日本男子の正装とされる紋付袴を、身につけたことはあるだろうか。実は俺、たった一度だけ紋付袴姿で一日を過ごしたことがある。今から20年前の、俺の成人式。
以前から、凛々しい紋付袴姿に俺はずっと憧れていた。考えてみれば、堂々と紋付袴を着られる日なんて、人生で成人式か自分の結婚式の2回くらいしかない。そのわずかなチャンスを逃すはもったいないではないか。そう思うと、おのずと決意は固まった。成人式の式典に参加する友達はみんなスーツで行くと言っていたが、そんなの関係ない。さっそく貸衣装で紋付袴のレンタルを調べてみると、5万円ほどの貸出料金が必要だという。たった一日だけ服を借りるのに5万円もの大金を払うのは貧乏学生だった俺にはかなり痛い出費だったが、それでも成人式は一生一度のおめでたい日だからと割り切って、がんばってバイトの量を増やして奮発した。
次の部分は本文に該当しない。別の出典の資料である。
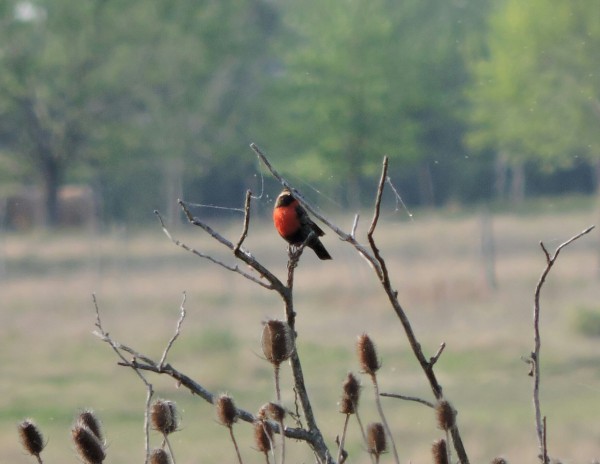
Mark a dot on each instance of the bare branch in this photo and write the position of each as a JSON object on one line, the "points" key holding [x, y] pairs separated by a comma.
{"points": [[177, 331], [435, 358], [409, 398], [149, 389], [378, 264], [354, 226], [246, 222], [235, 269], [245, 256], [534, 359]]}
成人の日当日。朝からどしゃ降りの雨。近所の美容室へ紋付袴の着付けに向かう。すでにきれいにヘアメイクをした人や艶やかな振袖に身を包んだ新成人が何人かいたが、男は俺だけ。昔から顔見知りの美容室のおばさんの前でパンツ一丁になるのは恥ずかしかったが、「赤ちゃんの頃から知ってるけど、成人式かぁ…」なんてお決まりの台詞を感慨深く言うもんだから、俺はもう照れるしかなかった。
友達の車に便乗して、式典会場へ向かう。当時の会場はボロい市民体育館。隣にある高校のグラウンドが臨時駐車場になっていたが、朝からの雨で足元はひどくぬかるんでいた。なるだけ紋付袴を濡らさないように泥がつかないように歩こうとするものの、履き慣れない草履では困難だ。車を降りて体育館に着くまでにはすっかり濡れて、泥があちこちに跳ねてしまっていた。底冷えのする体育館で久しぶりに会った旧友や恩師は、俺の紋付袴姿を見て「バカ殿みたいだな!」と憎まれ口を叩いたけれど、そうやって相変わらず俺に絡んでくれるのがうれしかった。
あれから20年。俺も2度目の成人式を迎える年になった。その後紋付袴を着ることはないけれど、紋付袴の成人式は俺の中で大切な思い出になっている。